Fenêtre sur Gênes (12) : et le pont fut reconstruit

Depuis Gênes, en Italie, l’artiste français Simon Clavière-Schiele nous raconte le quotidien des habitants de la capitale ligure. Deux ans après la chute du pont Morandi et au lendemain de l’inauguration de l’édifice qui l’a remplacé, il revient sur l’importance de la cérémonie et sur le rôle joué par Giuseppe Conte, le président du Conseil italien, dans cette reconstruction.

Il y a deux ans, le 14 août 2018, quarante-trois personnes sont mortes et onze personnes ont été grièvement blessées dans la chute du pont Morandi. En quelques instants, le destin de dizaines de familles a basculé. Gênes, dans le désert médiatique que constitue généralement le 15 août, a de nouveau tristement fait parler d’elle. La dernière fois qu’elle avait fait la une des journaux, c’était lors du G8 sanglant de 2001.

À l’occasion de l’inauguration du nouveau pont, le 3 août dernier, l’exploit de cette reconstruction rapide, dont les derniers éléments ont été édifiés en pleine pandémie, a été salué par de nombreux organes de presse comme le symbole d’une Italie courageuse qui se rebiffe contre le mauvais sort, déployant son génie et sa volonté d’innover. Mais, aujourd’hui, alors que dix jours sont passés depuis l’incroyable cérémonie de fin de chantier qui allait commencer sous la pluie mais qui, in extremis, s’est déroulée lors d’une superbe percée de soleil couronnée d’un double arc-en-ciel, l’heure est au recueillement et à la réflexion.

La gestion économique du chantier et la question de l’attribution de la nouvelle concession ont été menées de main de maître par Giuseppe Conte. Celui-ci, ne pouvant exclure purement et simplement la famille Benetton, propriétaire de la compagnie autoroutière – accusée d’être responsable de la catastrophe par manquement aux contrôles structurels et du fait la falsification de rapports –, a fait en sorte qu’ils se retirent graduellement de la concession après avoir payé une partie substantielle des travaux et cédé leurs actions selon un calendrier planifié pour que le nouveau pont ne puisse théoriquement jamais plus être dans leur escarcelle.

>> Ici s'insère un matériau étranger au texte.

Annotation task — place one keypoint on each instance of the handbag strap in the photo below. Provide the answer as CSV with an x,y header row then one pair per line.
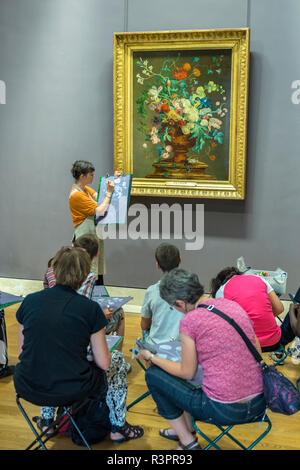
x,y
252,348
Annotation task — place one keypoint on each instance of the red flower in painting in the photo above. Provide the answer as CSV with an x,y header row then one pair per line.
x,y
165,108
180,73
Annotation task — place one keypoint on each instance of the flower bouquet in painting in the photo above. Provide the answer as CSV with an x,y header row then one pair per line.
x,y
182,106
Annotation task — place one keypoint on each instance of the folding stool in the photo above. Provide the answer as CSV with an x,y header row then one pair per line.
x,y
41,437
225,432
144,395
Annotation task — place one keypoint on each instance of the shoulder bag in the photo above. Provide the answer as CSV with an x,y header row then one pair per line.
x,y
280,394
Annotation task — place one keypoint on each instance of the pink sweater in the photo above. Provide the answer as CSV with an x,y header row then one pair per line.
x,y
251,293
230,372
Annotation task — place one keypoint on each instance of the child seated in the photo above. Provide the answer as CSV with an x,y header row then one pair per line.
x,y
156,323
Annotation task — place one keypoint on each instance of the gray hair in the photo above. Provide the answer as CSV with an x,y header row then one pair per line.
x,y
180,284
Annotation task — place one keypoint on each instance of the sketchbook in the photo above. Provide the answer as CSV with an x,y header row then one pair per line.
x,y
171,350
9,299
100,291
111,302
113,341
118,207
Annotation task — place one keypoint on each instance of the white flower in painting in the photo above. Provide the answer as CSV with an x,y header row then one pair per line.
x,y
154,92
154,139
216,123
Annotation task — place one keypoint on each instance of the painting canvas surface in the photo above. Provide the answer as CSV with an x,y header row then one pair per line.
x,y
171,350
9,299
181,111
118,208
111,302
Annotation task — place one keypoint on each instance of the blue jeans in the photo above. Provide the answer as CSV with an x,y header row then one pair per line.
x,y
173,396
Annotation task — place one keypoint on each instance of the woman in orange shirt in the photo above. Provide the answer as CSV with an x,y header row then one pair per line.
x,y
83,206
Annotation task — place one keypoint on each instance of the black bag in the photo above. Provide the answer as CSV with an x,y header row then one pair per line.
x,y
280,394
92,418
3,343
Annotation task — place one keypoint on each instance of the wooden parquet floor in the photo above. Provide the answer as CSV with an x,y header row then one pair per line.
x,y
16,435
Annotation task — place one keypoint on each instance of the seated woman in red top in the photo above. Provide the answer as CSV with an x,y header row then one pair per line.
x,y
232,385
258,299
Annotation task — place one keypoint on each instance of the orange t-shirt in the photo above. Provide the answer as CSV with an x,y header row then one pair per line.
x,y
81,205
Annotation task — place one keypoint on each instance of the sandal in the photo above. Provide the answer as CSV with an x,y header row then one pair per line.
x,y
126,430
173,437
191,446
41,424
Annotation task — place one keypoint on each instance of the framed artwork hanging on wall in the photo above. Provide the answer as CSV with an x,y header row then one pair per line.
x,y
180,112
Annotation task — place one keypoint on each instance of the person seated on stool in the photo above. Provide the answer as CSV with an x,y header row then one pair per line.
x,y
56,326
257,297
232,384
160,321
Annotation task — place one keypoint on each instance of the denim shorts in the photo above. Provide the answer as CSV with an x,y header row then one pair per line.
x,y
173,396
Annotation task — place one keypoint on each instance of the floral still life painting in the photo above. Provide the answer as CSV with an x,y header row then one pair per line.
x,y
180,101
181,108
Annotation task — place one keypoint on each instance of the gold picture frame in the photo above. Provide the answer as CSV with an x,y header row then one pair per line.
x,y
180,112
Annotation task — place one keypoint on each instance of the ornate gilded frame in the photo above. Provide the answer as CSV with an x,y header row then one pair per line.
x,y
126,47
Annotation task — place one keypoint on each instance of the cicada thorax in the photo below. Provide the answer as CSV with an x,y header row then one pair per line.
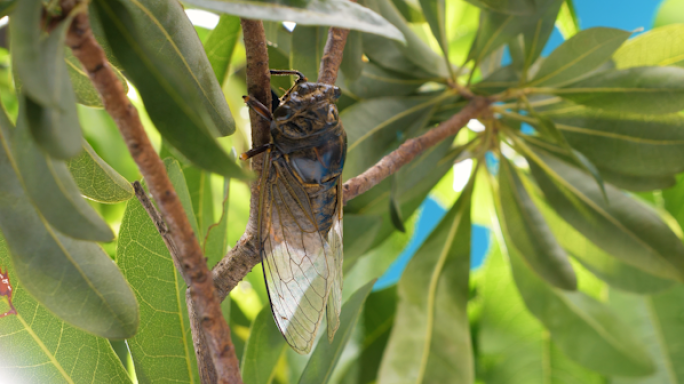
x,y
307,132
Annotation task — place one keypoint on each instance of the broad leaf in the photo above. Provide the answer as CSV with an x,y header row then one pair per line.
x,y
586,330
352,57
374,126
42,76
431,319
655,320
37,347
74,279
84,89
307,49
415,54
334,13
52,189
170,93
264,347
579,55
324,358
170,38
162,349
220,46
530,235
662,46
646,90
97,180
622,142
607,268
624,227
513,346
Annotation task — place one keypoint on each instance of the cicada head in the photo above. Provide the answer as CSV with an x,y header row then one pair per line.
x,y
306,109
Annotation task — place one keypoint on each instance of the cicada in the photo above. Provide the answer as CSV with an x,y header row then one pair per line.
x,y
300,209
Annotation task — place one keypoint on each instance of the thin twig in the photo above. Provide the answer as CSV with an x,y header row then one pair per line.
x,y
412,148
194,268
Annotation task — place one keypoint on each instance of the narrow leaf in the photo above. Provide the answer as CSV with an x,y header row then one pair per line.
x,y
646,90
162,348
170,96
625,228
513,345
579,55
324,358
585,329
53,191
662,46
431,319
221,44
525,227
76,280
97,180
656,321
36,346
343,14
307,49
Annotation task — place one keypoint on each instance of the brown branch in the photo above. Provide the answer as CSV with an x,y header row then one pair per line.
x,y
193,265
412,148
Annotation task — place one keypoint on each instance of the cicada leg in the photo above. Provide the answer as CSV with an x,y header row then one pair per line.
x,y
287,72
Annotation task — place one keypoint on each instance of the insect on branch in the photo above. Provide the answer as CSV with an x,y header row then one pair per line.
x,y
194,268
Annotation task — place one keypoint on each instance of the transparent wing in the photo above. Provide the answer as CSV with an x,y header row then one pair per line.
x,y
298,264
334,307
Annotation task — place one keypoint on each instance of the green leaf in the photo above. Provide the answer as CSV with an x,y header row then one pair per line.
x,y
585,329
431,319
668,13
162,348
264,347
496,29
646,90
86,93
601,264
525,227
435,14
334,13
42,76
416,54
622,142
52,189
216,240
171,39
624,228
324,358
513,7
376,82
567,22
352,57
513,346
74,279
374,126
37,347
656,321
220,46
662,46
97,180
171,99
579,55
307,49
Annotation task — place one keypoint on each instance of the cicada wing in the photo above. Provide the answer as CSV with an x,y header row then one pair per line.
x,y
297,261
334,307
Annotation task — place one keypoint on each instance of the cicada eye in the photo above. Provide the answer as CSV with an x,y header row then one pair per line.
x,y
282,113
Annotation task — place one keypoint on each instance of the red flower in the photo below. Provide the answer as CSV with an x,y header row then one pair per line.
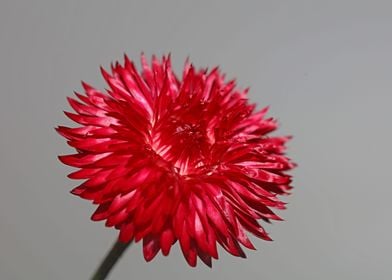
x,y
170,159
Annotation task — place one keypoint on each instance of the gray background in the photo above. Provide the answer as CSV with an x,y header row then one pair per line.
x,y
325,68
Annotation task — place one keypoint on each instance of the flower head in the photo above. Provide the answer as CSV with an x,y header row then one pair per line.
x,y
169,159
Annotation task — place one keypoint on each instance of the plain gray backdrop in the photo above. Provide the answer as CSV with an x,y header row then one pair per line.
x,y
324,67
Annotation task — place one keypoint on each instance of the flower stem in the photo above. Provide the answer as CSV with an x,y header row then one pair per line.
x,y
110,260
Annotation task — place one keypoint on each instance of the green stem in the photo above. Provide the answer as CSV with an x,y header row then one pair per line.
x,y
110,260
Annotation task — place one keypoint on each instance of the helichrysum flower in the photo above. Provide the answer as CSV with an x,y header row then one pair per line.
x,y
177,159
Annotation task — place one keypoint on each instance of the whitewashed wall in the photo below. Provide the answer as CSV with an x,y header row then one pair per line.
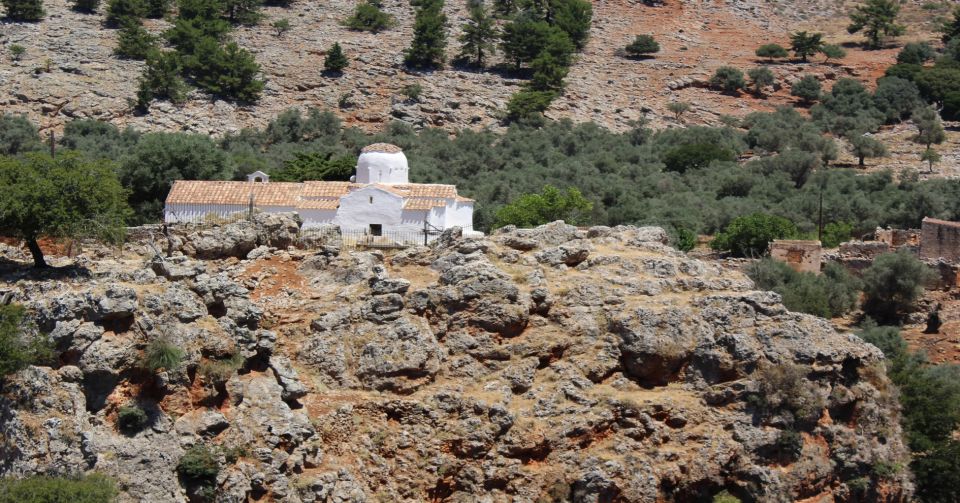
x,y
371,205
317,218
459,214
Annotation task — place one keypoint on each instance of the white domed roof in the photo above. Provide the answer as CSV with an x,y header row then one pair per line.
x,y
382,163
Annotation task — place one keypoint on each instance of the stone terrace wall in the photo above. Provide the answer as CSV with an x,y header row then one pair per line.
x,y
940,239
802,256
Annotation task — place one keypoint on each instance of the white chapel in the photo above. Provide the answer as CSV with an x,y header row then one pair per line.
x,y
378,200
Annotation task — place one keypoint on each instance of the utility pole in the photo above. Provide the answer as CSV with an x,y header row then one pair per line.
x,y
820,218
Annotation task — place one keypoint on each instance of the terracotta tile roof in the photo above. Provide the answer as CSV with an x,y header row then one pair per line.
x,y
277,193
386,148
937,221
307,195
319,204
423,203
327,189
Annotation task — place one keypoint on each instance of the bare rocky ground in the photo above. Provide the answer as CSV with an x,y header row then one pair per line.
x,y
548,364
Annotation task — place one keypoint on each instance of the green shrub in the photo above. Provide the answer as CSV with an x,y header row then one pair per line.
x,y
937,473
17,51
282,26
131,418
727,79
750,236
162,354
124,11
412,91
685,239
771,51
832,293
892,284
23,10
199,465
696,156
16,350
725,497
916,53
369,17
527,104
87,6
530,210
789,445
93,488
220,371
642,45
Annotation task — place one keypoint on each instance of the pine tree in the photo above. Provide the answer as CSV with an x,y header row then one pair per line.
x,y
429,36
161,79
877,19
134,42
805,44
156,9
479,34
335,61
24,10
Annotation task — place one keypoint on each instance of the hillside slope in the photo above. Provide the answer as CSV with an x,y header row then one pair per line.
x,y
86,80
536,365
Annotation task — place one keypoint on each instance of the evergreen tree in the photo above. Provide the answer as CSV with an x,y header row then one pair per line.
x,y
161,79
134,42
23,10
242,11
335,61
951,28
156,9
931,157
523,39
805,44
550,67
429,36
642,45
368,17
229,71
478,37
119,11
877,19
504,8
87,6
930,128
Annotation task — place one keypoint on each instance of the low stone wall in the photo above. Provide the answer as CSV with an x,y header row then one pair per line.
x,y
801,255
940,239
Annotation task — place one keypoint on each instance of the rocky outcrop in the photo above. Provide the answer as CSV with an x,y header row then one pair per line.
x,y
548,364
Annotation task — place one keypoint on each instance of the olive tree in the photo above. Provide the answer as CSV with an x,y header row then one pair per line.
x,y
66,196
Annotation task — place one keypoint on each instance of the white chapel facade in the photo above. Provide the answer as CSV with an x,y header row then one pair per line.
x,y
378,200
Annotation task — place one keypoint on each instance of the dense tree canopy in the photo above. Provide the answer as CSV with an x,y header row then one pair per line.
x,y
64,197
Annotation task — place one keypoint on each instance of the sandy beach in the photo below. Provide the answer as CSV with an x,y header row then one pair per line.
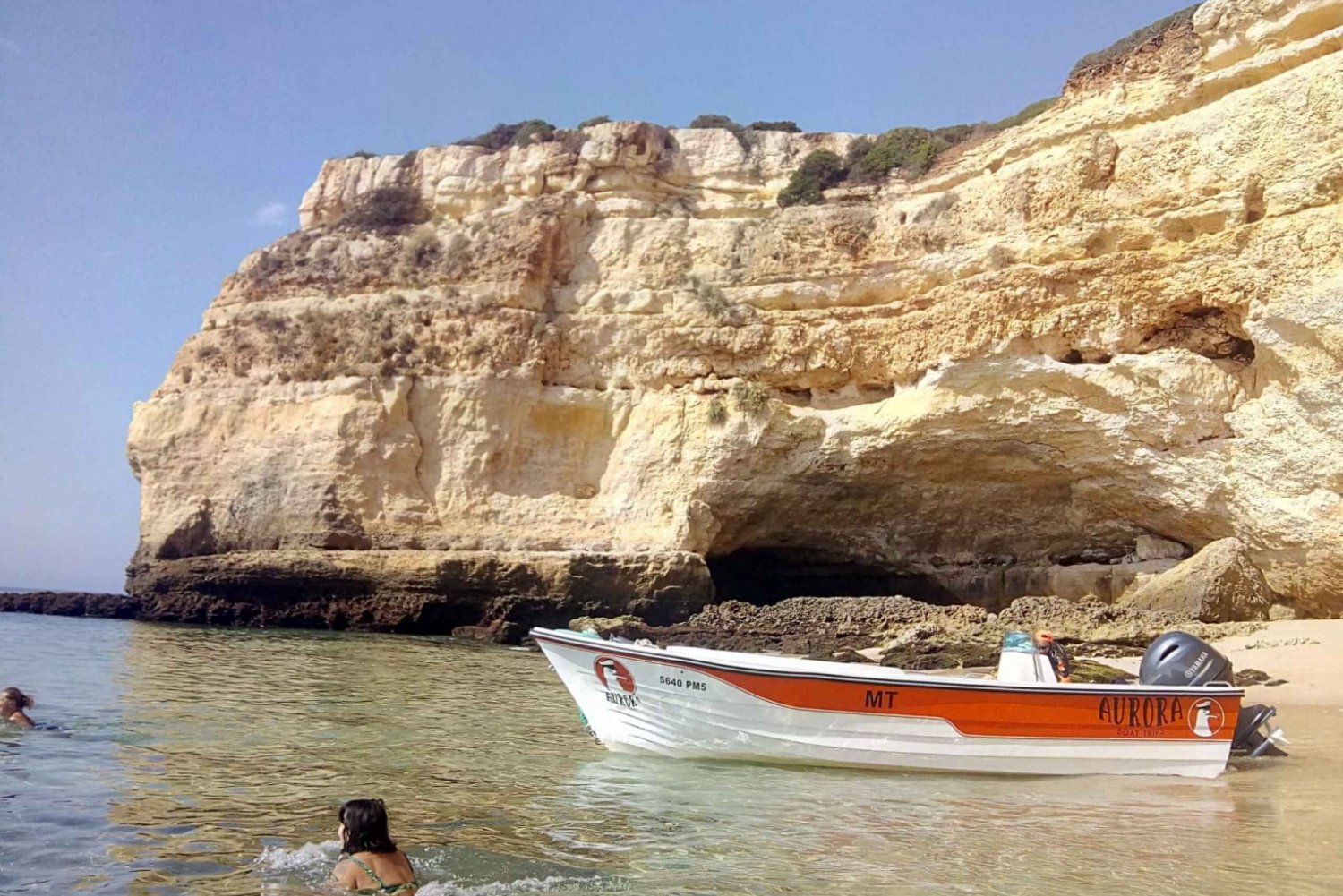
x,y
1305,653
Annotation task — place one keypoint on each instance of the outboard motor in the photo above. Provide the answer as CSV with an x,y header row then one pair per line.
x,y
1178,659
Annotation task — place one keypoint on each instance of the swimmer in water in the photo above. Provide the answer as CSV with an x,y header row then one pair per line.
x,y
13,704
370,860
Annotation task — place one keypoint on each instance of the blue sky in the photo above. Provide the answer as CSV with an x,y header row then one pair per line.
x,y
147,147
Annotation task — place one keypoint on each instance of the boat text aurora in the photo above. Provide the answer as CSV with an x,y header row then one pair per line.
x,y
717,704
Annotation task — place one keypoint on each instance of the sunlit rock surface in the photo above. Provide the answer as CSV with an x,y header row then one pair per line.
x,y
1119,321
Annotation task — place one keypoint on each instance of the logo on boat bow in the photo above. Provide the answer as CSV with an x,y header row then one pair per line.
x,y
617,680
1206,718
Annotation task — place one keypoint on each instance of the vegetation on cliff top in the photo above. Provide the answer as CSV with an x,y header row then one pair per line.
x,y
818,172
1120,48
521,133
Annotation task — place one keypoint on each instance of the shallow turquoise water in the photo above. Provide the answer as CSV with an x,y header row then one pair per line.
x,y
207,761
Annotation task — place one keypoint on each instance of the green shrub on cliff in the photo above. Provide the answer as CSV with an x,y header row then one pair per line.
x,y
911,149
751,397
1120,48
1025,115
711,120
819,171
523,133
387,207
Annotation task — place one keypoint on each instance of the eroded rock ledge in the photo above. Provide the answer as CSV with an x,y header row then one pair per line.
x,y
1119,321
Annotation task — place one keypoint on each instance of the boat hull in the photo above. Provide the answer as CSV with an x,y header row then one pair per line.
x,y
711,704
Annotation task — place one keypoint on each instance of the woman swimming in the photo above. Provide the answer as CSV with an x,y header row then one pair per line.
x,y
371,863
13,704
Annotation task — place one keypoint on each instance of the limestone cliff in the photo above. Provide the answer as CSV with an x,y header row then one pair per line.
x,y
614,351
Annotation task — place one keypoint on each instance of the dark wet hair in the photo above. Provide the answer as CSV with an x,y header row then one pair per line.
x,y
365,828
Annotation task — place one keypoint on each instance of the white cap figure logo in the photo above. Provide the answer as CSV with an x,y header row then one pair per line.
x,y
1206,718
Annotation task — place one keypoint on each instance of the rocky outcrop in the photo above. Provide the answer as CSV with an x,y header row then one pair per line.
x,y
491,595
911,635
70,603
1119,321
1216,585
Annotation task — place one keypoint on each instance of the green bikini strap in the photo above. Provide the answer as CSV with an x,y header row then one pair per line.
x,y
370,872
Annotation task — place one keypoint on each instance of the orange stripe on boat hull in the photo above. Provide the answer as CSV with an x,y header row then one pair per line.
x,y
985,711
1007,713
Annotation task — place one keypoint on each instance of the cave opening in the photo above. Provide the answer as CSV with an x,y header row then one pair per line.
x,y
765,576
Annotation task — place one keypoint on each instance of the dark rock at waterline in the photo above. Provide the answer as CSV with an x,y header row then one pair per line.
x,y
72,603
475,594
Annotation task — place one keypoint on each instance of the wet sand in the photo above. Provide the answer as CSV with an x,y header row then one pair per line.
x,y
1308,653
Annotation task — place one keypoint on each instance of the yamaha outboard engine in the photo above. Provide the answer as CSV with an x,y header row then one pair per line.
x,y
1178,659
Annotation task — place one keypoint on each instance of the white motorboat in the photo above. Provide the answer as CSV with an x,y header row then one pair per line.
x,y
717,704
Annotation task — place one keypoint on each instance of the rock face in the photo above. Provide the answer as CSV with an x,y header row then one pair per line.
x,y
1216,585
1116,322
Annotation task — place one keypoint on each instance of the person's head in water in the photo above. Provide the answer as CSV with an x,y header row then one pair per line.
x,y
363,828
13,704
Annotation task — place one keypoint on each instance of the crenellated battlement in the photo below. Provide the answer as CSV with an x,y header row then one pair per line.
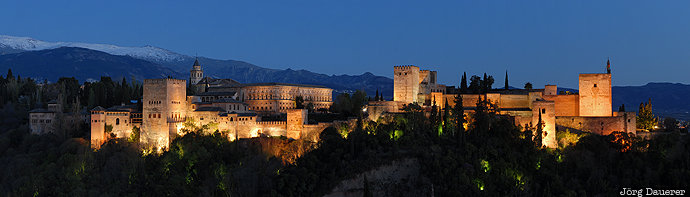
x,y
165,80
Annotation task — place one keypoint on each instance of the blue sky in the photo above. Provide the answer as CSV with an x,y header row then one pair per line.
x,y
543,42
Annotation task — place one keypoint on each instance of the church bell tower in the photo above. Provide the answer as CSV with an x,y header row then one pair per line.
x,y
196,74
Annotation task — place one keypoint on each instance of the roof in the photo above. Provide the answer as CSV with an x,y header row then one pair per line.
x,y
41,110
243,114
217,94
217,82
209,109
123,108
283,84
226,100
98,108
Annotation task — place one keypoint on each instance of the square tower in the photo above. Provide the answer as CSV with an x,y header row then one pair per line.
x,y
164,109
595,95
405,83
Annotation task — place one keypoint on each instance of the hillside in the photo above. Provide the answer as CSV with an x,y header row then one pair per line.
x,y
668,99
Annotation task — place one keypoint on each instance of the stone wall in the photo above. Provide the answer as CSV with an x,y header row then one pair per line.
x,y
164,110
376,109
566,105
281,98
97,128
120,121
599,125
548,117
406,83
595,95
42,122
296,119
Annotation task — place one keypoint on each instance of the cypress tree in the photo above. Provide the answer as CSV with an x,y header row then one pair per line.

Giuseppe Conte a opéré une sorte de manœuvre entre OPA et nationalisation partielle qui semble avoir convaincu beaucoup d’Italiens dégoûtés par la gestion des Benetton, sans pour autant effrayer le secteur BTP-infrastructures et Bruxelles qui auraient vu d’un mauvais œil une nationalisation ou une rupture contractuelle autoritaire.

C’est là une négociation inventive que Giuseppe Conte, qui n’est entré en politique que sur proposition du Movimento 5 Stelle (M5S), a élaborée en avocat, son métier dans la vie civile. D’un côté comme un pénaliste capable d’entendre la douleur des victimes qui n’auraient jamais accepté que la famille Benetton continue à gérer le pont et, de l’autre, comme un avocat d’affaires suffisamment habile, utilisant tout l’arsenal contractuel en vigueur, pour éviter une nationalisation brutale qui aurait risqué de mettre une partie de la facture sur le dos du contribuable.

Bref, Giuseppe Conte a agi comme un grand professionnel du droit mais aussi comme un homme politique indépendant qui ne doit son élection qu’à une configuration inédite et qui n’a jamais eu à tisser de liens avec les partis et ceux qui en financent les campagnes électorales. En ce sens, Giuseppe Conte fait figure d’exception, car si beaucoup de responsables politiques en Europe sont issus de la filière juridique, peu d’entre eux y ont réellement fait carrière et, s’ils aiment à considérer les négociations comme des passages obligés quand il s’agit d’un problème communautaire, ils les jugent beaucoup plus facultatives au niveau national.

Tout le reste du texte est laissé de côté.